Аргентус Звездный стоял на балконе своих покоев в Башне Магов и смотрел на город, который рождал и воспитывал его, – город, что теперь корчился в предсмертных судорогах под ударами собственных сыновей. Двадцать два года жизни научили его многому: искусству управлять силами стихий, мудрости древних текстов, тонкостям придворного этикета. Но никто не учил его тому, как переживать агонию родины.
Дым поднимался от Королевского квартала черными столбами к небу, где некогда сияли кристальные шпили дворцов, теперь торчали обугленные остовы башен. Где вчера еще звучала музыка и лился смех на утренних прогулках аристократов, сегодня слышались только крики раненых и лязг мечей. Восстание герцога Алого Меча против императора Луциуса Мудрого переросло в гражданскую войну, которая пожирала империю изнутри, как чудовищный паразит.
"Как быстро рушится то, что строилось веками," – думал молодой маг, невольно сжимая в руках свиток с печатью Совета Магов – документ, который еще вчера давал ему право на высокое положение в иерархии империи, а сегодня мог стоить жизни. Потому что маги, служившие императору, стали врагами для восставших, а маги, примкнувшие к герцогу, – изменниками в глазах имперских войск.
Он вспомнил слова своего наставника, архимага Звездочета, произнесенные неделю назад, когда первые отряды мятежников подошли к стенам столицы: "Власть, дитя мое, подобна огню – она может согревать дом, но может и спалить его дотла. И чем больше дров подбрасываешь в костер, тем выше вероятность, что пламя вырвется из-под контроля."
Тогда эти слова казались Аргентусу излишне пессимистичными. Звездная Империя существовала уже тысячу лет, пережила десятки кризисов, отразила сотни вторжений. Казалось немыслимым, что она может рухнуть от внутренних распрей. Но старый мудрец, как всегда, оказался прав.
Снизу донеслись звуки боя – не организованного сражения двух армий, а хаотичной резни, когда брат поднял меч на брата, когда каждый переулок становился полем битвы между соседями. Аргентус видел, как группа солдат в алых плащах герцога гналась за семьей придворных в синих одеждах императора. Видел, как рушились под ударами боевых молотов статуи предков, как горели в кострах книги древней мудрости, как текла кровь по мостовым, которые помнили поступь десятков поколений.
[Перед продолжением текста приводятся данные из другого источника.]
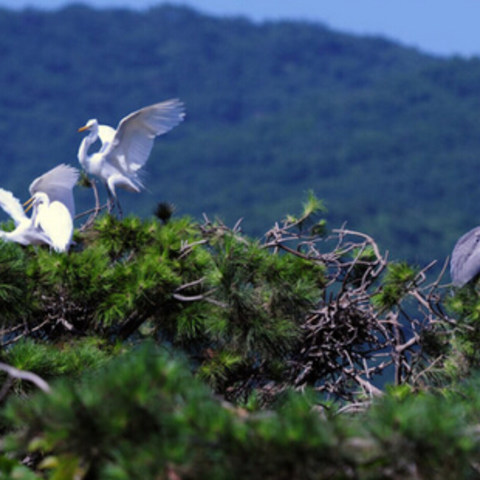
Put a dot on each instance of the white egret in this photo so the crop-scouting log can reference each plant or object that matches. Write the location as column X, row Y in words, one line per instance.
column 465, row 261
column 125, row 151
column 53, row 207
column 25, row 233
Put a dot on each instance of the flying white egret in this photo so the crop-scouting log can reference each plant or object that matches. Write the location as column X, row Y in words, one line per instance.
column 53, row 207
column 465, row 261
column 125, row 151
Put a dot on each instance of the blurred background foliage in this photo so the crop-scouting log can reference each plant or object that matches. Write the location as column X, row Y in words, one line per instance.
column 386, row 135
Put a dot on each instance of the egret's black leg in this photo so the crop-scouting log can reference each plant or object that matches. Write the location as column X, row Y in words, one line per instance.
column 119, row 209
column 110, row 200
"И во всем этом безумии," – размышлял он, – "каждая сторона считает себя правой. Герцог Алый Меч искренне верит, что спасает империю от тирании дряхлого императора. Луциус Мудрый не менее искренне убежден, что защищает законный порядок от анархии. А простые люди гибнут, не понимая, за что и почему, становясь пешками в игре, правил которой не знают."
Дверь за его спиной скрипнула, и в комнату вошел слуга – старый Фидес, который служил еще отцу Аргентуса. Лицо старика было бледно, руки дрожали от волнения.
– Молодой господин, – прошептал он, – нужно уходить. Немедленно. Дворцовая гвардия перешла на сторону герцога. Башню Магов окружили. Говорят, всех, кто не присягнет новому порядку, ждет эшафот.
Аргентус повернулся к нему, и старый слуга отступил, увидев выражение его лица. В глазах молодого человека горел такой огонь, что Фидес невольно вспомнил его деда, великого мага Аргентуса Первого, основателя их рода.
– Присягнуть новому порядку? – медленно повторил молодой маг. – Какому порядку, Фидес? Порядку, при котором сын поднимает руку на отца, вассал предает сюзерена, а клятвы верности становятся пустым звуком?
– Но, молодой господин…
– Нет, старый друг. Я не присягну ни герцогу, ни императору. Потому что понял наконец: когда власть становится важнее справедливости, когда амбиции затмевают долг, тогда любая клятва превращается в цепь, а любое служение – в рабство.
Он подошел к окну и еще раз посмотрел на горящий город. Где-то в глубине района ремесленников взрывались склады с алхимическими составами, окрашивая небо в зловещие цвета. Где-то в аристократических кварталах плакали дети, ставшие сиротами за один день. Где-то в императорском дворце, быть может, умирал от ран старый Луциус Мудрый, который действительно был мудрым правителем, пока жажда сохранить власть не ослепила его.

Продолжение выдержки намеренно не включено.